For similar query I use analytic functions without CTE. Something like:
select ...,
LEAD(gm.id) OVER (ORDER BY Cit DESC) as leadId,
LEAD(gm.id, 2) OVER (ORDER BY Cit DESC) as leadId2,
LAG(gm.id) OVER (ORDER BY Cit DESC) as lagId,
LAG(gm.id, 2) OVER (ORDER BY Cit DESC) as lagId2
...
where id = 25912
or leadId = 25912 or leadId2 = 25912
or lagId = 25912 or lagId2 = 25912
such query works more faster for me than CTE with join (answer from Scott Bailey). But of course less elegant
You could do this utilizing row_number() (available as of 8.4). This may not be the correct syntax (not familiar with postgresql), but hopefully the idea will be illustrated:
SELECT *
FROM (SELECT ROW_NUMBER() OVER (ORDER BY primary_key) AS r, *
FROM table
WHERE active=1) t
WHERE 25 < r and r < 35
This will generate a first column having sequential numbers. You can use this to identify the single row and the rows above and below it.

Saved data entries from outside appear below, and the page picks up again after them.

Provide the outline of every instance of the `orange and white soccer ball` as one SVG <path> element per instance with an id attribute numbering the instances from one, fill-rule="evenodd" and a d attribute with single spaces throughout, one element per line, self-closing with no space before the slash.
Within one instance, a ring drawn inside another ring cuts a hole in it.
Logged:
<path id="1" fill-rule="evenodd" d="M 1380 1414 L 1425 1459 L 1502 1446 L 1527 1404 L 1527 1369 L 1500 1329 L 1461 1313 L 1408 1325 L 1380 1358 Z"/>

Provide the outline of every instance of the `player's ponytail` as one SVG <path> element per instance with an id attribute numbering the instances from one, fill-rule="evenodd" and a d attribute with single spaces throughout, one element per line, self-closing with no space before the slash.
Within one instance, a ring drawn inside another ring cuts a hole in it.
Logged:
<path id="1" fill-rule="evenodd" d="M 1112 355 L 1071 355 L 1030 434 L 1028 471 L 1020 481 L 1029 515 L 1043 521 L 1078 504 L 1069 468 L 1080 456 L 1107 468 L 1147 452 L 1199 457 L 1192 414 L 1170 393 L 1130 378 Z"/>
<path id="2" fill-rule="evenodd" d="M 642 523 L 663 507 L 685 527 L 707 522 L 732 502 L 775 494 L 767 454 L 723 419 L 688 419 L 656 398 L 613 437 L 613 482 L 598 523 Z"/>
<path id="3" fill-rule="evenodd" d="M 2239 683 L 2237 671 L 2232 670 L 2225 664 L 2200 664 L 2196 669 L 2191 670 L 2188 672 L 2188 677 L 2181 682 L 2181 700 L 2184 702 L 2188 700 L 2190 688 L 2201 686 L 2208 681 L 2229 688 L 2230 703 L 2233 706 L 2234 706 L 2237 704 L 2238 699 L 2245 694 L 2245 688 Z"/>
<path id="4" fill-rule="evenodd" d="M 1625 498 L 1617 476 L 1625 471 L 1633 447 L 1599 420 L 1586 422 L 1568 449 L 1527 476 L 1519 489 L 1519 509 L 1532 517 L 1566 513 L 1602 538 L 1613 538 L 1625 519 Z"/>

If you wanted to do it in a 'relationally pure' way, you could write a query that sorted and numbered the rows. Like:
select (
select count(*) from employees b
where b.name < a.name
) as idx, name
from employees a
order by name
Then use that as a common table expression. Write a select which filters it down to the rows you're interested in, then join it back onto itself using a criterion that the index of the right-hand copy of the table is no more than k larger or smaller than the index of the row on the left. Project over just the rows on the right. Like:
with numbered_emps as (
select (
select count(*)
from employees b
where b.name < a.name
) as idx, name
from employees a
order by name
)
select b.*
from numbered_emps a, numbered_emps b
where a.name like '% Smith' -- this is your main selection criterion
and ((b.idx - a.idx) between -5 and 5) -- this is your adjacency fuzzy-join criterion
What could be simpler!
I'd imagine the row-number based solutions will be faster, though.